RFE: Avoid host networking for Ironic

dtantsur commented 5 months ago

Exposing Ironic on the host networking is far from ideal. For instance, if we do so, we're going to expose JSON RPC. There may be other internal traffic that we don't want everyone to see. In theory, only dnsmasq must be on host networking.

So, why does Metal3 use host networking at all?

DNSmasq serves as DHCP and TFTP servers. Both are UDP based and hard to route. DHCP involves broadcasts.
When booting over iPXE, hosts need to download iPXE scripts and kernel/initramfs from an HTTP server. This server is local to the Ironic instance that handles this host. Since the host is not yet a part of the cluster network, it cannot use the cluster service DNS name or IP.
IPA needs to reach back to the Ironic API (any of the running instances, optimally to the one handling the host). Still no cluster networking at this point.

One complication is supporting the bootstrap scenario. While most Metal3 consumers bootstrtap their production clusters by establishing a temporary cluster with Metal3 and then pivoting, OpenShift has an important limitation: the bootstrap cluster only provisions control plane hosts. Thus, it cannot rely on any components that won't come up without workers, including e.g. Ingress.

dtantsur commented 5 months ago

/triage accepted /lifecycle frozen

dtantsur commented 5 months ago

Currently discussed solution: using Ingress with a fall-back to a simple httpd-based proxy (probably derived from OpenShift's ironic-proxy) for edge cases like OpenShift.

The Ironic API part is relatively simple and could even be fixed with a load balancer like MetalLB. Ironic-standalone-operator could even create an IPAddressPool for the provisioning network if it's present (otherwise, just expect the human operator to create one). DNSmasq will refer the booting hosts to the load balanced IP address, which will reach to any Ironic instance.

iPXE configuration is harder. The boot configuration API will be required to make sure Ironic serves the iPXE scripts correctly regardless of whether it handles this host. But we still need to serve kernel/initramfs/ISO images, and these should not be proxied through Ironic.

The issue with images can be handled by using Ingress. Since each Ironic is aware of its host name (and thus the cluster DNS name), it can compose an image URL with a sub-path that refers to the right Ironic. So, the Ironic instance with the name ironic-1 will serve images from http(s)://<ingress IP>/images/ironic-1/..., which will be redirected to http(s)://ironic-1.<service>.<namespace>:6183/....

Open questions:

Can we have Ingress routes without HTTPS? it is required by both iPXE in the general case and virtual media in some rare cases.
Can we have Ingress IPs on control plane nodes?
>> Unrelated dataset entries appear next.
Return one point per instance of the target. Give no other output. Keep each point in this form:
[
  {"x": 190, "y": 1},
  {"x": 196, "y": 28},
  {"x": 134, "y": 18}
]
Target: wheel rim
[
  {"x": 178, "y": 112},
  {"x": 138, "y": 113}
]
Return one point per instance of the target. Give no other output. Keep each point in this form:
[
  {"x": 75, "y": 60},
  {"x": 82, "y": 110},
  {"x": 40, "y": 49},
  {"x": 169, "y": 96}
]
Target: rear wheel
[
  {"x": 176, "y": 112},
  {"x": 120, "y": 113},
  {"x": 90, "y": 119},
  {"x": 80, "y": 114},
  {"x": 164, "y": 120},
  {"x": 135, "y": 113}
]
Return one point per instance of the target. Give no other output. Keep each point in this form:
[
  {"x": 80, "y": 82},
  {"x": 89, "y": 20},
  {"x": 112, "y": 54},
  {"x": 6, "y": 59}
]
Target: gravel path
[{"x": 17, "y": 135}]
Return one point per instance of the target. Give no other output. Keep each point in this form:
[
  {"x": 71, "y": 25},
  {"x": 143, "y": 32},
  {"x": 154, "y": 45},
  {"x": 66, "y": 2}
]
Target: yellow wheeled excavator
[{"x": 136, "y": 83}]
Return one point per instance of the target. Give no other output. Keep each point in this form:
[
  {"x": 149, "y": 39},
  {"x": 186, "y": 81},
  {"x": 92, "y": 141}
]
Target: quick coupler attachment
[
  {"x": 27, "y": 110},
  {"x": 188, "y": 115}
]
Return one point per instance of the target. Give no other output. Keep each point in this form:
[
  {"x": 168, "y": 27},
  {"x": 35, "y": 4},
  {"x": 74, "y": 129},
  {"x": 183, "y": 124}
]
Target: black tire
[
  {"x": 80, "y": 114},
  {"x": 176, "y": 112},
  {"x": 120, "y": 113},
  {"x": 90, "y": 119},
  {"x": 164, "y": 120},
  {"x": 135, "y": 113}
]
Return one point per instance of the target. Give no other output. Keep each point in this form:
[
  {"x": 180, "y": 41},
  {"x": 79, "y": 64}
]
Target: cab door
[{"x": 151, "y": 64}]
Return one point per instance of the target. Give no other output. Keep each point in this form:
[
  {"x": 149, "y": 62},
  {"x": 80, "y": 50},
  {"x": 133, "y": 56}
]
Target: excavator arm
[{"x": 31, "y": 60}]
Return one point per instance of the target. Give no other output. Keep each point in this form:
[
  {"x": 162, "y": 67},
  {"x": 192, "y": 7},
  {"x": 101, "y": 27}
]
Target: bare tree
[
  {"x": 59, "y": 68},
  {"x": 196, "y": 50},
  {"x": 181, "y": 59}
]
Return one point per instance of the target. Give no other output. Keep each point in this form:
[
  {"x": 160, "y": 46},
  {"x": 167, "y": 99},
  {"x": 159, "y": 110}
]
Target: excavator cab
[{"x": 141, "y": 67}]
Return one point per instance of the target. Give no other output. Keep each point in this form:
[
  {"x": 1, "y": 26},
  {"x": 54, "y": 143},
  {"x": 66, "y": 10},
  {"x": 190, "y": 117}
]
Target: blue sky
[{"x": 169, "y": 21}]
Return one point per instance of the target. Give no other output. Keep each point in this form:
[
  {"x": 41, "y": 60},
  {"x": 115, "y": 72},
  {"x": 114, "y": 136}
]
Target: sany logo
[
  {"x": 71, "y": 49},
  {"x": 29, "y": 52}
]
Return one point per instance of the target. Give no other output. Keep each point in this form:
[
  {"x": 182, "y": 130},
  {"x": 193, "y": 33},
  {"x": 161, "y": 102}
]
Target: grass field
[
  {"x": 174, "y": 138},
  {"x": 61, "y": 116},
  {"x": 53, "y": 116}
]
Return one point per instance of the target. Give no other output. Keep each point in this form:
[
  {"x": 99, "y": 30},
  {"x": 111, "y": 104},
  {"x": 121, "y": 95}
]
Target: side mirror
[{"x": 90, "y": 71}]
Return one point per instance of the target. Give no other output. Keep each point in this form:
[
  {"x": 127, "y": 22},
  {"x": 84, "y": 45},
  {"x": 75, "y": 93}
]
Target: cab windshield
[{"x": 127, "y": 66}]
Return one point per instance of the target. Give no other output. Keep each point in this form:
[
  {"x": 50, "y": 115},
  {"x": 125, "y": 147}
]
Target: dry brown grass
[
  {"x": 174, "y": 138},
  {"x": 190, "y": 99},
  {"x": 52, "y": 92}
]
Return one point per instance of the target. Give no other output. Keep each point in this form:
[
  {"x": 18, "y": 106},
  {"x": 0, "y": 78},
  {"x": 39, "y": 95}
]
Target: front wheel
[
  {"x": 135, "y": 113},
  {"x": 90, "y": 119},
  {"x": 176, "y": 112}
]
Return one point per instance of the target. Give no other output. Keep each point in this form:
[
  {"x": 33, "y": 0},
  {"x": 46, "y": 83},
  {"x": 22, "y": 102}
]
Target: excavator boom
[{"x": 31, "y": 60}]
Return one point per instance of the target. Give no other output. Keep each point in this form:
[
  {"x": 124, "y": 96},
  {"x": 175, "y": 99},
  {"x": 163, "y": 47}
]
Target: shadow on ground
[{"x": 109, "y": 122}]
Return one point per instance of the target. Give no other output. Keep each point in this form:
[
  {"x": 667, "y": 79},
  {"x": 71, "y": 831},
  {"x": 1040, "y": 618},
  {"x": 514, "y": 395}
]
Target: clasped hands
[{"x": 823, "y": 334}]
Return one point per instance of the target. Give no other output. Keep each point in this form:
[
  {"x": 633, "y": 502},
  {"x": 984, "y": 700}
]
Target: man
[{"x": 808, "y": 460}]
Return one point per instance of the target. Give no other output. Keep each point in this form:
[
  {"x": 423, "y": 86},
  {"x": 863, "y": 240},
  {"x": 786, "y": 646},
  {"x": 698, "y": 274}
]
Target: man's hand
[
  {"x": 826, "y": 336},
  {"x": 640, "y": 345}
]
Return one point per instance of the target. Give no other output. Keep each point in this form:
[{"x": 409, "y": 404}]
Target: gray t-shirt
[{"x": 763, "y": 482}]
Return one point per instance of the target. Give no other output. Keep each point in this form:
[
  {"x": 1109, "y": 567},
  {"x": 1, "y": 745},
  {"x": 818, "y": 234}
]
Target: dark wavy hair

We do not want normal workloads to anyhow cross paths with either the provisioning network or the exposes Ironic API.

lentzi90 commented 5 months ago

Can we have Ingress routes without HTTPS? it is required by both iPXE in the general case and virtual media in some rare cases.

Ingress can handle both HTTP and HTTPS traffic. In general, it is expected that TLS termination happens in the ingress controller though, so the traffic reaching the "backend" would be HTTP. There are solutions to work around this when the traffic needs to be encrypted all the way, but it may be better then to consider LoadBalancers that deal with TCP instead.

Can we have Ingress IPs on control plane nodes? We do not want normal workloads to anyhow cross paths with either the provisioning network or the exposes Ironic API.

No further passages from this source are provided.